Finally, my brethren, rejoice in the Lord
The Syriac version reads, "in our Lord", i.e. Christ. The apostle seems as if he was about to conclude his epistle; and therefore, as if he was taking his farewell of this church, and giving his last advice to them, he exhorts them in a most affectionate manner, as his dear brethren in a spiritual relation, that they would make Christ their chief joy; that whatever sorrow they might have on account of his bonds, or the sickness of Epaphroditus, yet, he observes they had reason to rejoice in their Lord and Saviour; and however, it might be matter of rejoicing to them to hear of his hope of coming once more to them, and of the recovery of their minister and his return to them, yet Christ should be the principal object of their joy. A believer has always reason to rejoice in Christ; in the greatness of his person, he being in the form of God, and equal to him, and therefore able to save his to the uttermost by his obedience and death, and has interest enough in heaven to make his intercession prevalent and successful and power to keep safe all that are committed to him; and in the fitness of his person to be a Mediator, and daysman, to take care of things pertaining to the glory of God, and to make reconciliation for sin; and in the fulness of his person, he having all grace in him for his people, which is all theirs, and with joy may they draw water out of the full wells of salvation in him; and in the beauty of his person which surpasses all others, a sight of which fills with joy unspeakable, and full of glory.
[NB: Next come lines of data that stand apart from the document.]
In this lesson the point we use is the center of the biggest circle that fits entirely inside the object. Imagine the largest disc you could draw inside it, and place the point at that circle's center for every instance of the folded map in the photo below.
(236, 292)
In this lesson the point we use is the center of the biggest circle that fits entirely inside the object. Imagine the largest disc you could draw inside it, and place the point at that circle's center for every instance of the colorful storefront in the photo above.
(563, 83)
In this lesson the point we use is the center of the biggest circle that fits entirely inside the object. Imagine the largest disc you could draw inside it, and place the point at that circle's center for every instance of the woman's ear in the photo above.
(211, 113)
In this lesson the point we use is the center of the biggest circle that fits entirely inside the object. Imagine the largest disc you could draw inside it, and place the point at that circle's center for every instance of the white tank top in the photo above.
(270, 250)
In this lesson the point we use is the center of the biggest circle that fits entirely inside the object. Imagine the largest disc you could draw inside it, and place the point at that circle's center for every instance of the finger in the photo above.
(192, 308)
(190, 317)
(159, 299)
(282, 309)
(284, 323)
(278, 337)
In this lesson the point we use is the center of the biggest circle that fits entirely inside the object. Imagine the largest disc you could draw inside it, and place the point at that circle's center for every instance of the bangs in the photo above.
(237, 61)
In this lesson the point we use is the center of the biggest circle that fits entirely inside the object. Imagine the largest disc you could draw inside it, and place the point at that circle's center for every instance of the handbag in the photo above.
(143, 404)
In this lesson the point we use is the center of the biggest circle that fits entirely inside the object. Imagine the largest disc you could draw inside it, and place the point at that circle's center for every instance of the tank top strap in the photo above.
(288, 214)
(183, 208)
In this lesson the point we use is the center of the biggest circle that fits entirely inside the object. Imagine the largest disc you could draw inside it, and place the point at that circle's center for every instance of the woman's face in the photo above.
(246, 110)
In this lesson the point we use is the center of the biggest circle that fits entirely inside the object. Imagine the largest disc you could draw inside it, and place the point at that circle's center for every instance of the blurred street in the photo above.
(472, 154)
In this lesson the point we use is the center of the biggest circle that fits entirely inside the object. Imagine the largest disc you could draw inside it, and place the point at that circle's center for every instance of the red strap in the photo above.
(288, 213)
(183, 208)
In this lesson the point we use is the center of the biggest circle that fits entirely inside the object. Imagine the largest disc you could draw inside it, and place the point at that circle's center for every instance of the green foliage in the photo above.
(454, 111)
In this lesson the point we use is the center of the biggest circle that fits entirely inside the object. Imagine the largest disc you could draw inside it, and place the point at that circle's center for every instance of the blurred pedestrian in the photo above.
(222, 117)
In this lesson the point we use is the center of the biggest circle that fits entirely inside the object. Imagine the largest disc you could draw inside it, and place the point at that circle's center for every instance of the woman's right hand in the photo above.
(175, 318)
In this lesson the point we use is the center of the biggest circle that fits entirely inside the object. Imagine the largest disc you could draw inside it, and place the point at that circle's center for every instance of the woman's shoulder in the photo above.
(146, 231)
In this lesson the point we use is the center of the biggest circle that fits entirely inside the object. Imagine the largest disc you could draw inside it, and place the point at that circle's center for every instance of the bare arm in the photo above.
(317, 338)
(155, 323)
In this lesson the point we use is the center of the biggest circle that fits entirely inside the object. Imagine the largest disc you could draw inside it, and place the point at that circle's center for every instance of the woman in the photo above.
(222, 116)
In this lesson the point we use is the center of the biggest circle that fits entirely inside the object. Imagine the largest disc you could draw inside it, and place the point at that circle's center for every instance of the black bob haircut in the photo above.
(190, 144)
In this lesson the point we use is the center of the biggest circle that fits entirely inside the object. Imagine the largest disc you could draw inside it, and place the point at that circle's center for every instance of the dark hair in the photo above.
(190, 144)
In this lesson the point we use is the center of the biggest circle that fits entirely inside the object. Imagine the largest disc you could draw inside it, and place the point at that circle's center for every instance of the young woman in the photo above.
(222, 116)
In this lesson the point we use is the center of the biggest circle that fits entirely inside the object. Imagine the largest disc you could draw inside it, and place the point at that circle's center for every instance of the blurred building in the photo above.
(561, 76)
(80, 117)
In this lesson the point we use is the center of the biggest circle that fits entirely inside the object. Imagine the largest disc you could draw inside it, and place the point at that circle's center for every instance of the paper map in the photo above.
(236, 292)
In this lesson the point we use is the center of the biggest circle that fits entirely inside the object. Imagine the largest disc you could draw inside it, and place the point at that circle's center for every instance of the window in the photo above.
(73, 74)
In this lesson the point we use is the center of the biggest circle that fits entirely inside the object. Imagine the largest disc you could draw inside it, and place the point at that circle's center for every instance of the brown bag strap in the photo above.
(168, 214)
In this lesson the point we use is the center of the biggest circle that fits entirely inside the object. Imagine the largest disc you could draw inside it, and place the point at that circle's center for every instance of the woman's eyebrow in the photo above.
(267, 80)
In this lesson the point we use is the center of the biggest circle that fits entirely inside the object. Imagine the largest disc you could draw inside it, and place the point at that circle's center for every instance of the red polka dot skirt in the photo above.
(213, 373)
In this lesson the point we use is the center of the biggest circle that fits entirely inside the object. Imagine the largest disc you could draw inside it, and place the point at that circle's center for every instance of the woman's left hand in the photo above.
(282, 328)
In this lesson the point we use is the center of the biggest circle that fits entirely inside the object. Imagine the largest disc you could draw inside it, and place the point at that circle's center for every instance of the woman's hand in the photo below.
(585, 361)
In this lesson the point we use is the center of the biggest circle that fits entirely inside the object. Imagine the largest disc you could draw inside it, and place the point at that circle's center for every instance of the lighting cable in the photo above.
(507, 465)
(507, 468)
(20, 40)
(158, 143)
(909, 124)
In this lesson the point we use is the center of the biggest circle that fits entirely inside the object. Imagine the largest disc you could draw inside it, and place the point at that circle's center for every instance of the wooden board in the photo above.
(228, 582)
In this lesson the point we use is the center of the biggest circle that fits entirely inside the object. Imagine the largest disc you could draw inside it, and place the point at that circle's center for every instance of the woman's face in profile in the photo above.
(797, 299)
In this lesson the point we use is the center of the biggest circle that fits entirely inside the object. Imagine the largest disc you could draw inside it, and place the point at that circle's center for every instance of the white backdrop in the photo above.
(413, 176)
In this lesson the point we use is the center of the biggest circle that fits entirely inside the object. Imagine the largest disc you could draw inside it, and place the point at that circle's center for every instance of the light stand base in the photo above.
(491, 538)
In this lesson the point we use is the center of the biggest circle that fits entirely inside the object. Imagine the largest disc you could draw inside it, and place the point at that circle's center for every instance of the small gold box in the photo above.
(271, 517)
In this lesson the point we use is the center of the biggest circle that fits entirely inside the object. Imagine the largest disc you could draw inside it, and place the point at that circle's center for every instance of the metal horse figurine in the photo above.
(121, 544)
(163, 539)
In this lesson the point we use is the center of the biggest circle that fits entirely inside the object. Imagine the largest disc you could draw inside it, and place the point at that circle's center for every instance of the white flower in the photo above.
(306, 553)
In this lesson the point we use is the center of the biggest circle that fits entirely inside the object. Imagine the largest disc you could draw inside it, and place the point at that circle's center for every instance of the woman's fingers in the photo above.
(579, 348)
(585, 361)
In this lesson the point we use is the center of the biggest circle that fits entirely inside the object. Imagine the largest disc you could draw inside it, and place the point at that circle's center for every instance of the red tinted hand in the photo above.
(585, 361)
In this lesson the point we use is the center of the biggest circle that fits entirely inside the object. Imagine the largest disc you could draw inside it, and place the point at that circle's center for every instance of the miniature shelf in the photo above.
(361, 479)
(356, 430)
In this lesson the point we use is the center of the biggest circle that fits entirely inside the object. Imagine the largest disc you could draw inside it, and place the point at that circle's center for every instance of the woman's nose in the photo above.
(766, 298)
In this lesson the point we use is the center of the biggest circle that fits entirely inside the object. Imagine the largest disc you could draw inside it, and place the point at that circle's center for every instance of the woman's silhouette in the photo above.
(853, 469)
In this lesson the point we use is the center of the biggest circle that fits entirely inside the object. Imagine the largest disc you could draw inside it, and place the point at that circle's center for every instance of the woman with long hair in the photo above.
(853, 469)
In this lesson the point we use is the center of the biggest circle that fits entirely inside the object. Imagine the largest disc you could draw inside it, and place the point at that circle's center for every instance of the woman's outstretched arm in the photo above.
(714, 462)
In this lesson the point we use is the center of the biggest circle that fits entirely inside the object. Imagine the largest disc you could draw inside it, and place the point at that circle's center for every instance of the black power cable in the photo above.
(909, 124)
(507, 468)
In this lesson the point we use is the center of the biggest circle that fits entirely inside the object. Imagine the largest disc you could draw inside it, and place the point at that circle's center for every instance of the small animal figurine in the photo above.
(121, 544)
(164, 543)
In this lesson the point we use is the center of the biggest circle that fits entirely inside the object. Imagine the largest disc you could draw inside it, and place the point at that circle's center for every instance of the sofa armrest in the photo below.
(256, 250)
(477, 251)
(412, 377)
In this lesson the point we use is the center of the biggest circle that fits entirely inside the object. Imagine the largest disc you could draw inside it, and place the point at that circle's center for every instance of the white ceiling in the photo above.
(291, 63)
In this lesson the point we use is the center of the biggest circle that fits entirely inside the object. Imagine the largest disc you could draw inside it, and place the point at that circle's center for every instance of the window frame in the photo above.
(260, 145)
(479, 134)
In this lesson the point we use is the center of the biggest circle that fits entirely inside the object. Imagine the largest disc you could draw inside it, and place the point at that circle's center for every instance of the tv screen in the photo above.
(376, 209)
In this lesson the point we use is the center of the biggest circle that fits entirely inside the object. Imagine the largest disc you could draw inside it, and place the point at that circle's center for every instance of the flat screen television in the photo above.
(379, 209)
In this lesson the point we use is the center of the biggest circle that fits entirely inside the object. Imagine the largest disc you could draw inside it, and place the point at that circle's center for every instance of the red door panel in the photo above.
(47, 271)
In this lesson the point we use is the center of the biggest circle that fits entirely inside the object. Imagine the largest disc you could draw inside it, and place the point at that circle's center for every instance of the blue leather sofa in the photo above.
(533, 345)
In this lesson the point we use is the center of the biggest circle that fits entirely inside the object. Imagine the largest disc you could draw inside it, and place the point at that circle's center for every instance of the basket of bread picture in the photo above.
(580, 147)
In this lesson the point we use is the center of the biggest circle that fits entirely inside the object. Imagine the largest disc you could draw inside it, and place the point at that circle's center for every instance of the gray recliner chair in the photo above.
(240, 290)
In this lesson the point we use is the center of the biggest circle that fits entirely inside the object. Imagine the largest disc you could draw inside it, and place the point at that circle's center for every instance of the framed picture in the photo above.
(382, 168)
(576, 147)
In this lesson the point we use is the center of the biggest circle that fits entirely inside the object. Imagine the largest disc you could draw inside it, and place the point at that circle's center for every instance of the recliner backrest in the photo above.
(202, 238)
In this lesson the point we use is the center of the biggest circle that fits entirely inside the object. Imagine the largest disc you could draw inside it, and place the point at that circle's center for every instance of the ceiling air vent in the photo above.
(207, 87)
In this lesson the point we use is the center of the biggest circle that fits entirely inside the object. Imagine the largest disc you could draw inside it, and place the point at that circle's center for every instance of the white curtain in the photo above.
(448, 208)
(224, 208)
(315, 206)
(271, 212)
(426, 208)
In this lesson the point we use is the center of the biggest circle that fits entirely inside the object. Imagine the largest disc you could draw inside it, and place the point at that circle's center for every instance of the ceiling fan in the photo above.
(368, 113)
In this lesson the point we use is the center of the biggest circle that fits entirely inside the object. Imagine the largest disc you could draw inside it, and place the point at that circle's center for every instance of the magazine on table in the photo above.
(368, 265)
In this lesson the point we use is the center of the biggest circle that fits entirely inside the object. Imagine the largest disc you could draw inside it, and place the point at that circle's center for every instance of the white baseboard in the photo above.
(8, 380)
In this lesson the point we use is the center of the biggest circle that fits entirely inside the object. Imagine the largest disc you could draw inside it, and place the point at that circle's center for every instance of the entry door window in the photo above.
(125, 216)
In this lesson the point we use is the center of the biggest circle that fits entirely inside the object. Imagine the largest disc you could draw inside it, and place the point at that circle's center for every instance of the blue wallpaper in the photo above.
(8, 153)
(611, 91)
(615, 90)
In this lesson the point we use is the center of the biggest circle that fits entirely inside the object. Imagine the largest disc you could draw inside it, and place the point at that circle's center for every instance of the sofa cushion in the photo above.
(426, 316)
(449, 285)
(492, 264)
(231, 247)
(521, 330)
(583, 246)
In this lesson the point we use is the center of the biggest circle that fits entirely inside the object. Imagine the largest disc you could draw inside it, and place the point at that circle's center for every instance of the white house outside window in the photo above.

They may, and should rejoice, as they sometimes do, in his salvation; in the contrivance of it by infinite wisdom; in the impetration of it by himself; and in the application of it by his spirit; and that because hereby justice is satisfied, the law is magnified and made honourable, sin is finished, and an everlasting righteousness brought in. Also they are called upon to rejoice in his resurrection, which is for their justification; in his ascension, seeing he then received gifts for men; and in his session at the right hand of God, which is in their nature; and in his intercession which is to their advantage; and in all the relations he stands in to them, as head, husband, father, brother, friend; and in everything that is his, and that belongs unto him, as his Gospel, ordinances, ways, and worship.
To write the same things to you.
The apostle finding he had more time on his hands, or fresh thoughts occurred to him, writes on, and makes an apology for writing the same things, which he had either wrote to other churches, or which he had delivered when first among them, or which he had since wrote to them. For sometimes it is necessary to say and write the same things over and over again, partly that they may be the better understood, and partly that they may be more strongly fixed in the memory; as also, that the saints may be the more established in the present truth: and which he says,
to me indeed [is] not grievous;
or troublesome; he found no backwardness to it, nor sluggishness in it; he was not loath to do it, nor was it wearisome to him; or made him slothful, as the Arabic renders it; nor was he afraid to repeat what he had wrote, or again to warn them against false teachers, of whom he stood in no fear:
but for you [it is] safe;
or "necessary", as the Vulgate Latin version reads, being a means of preserving them from the error of the wicked; for though the saints are safe in Christ, and can never finally and totally be deceived, yet the Gospel, and the frequent ministration of it, are a means of keeping them from the deception of evil men; for as the Syriac version renders it, "they make you more cautious"; when truth is repeated, and afresh confirmed, it guards against falling in with damnable heresies. And so the Arabic version renders it, "is a guard", or "garrison to you".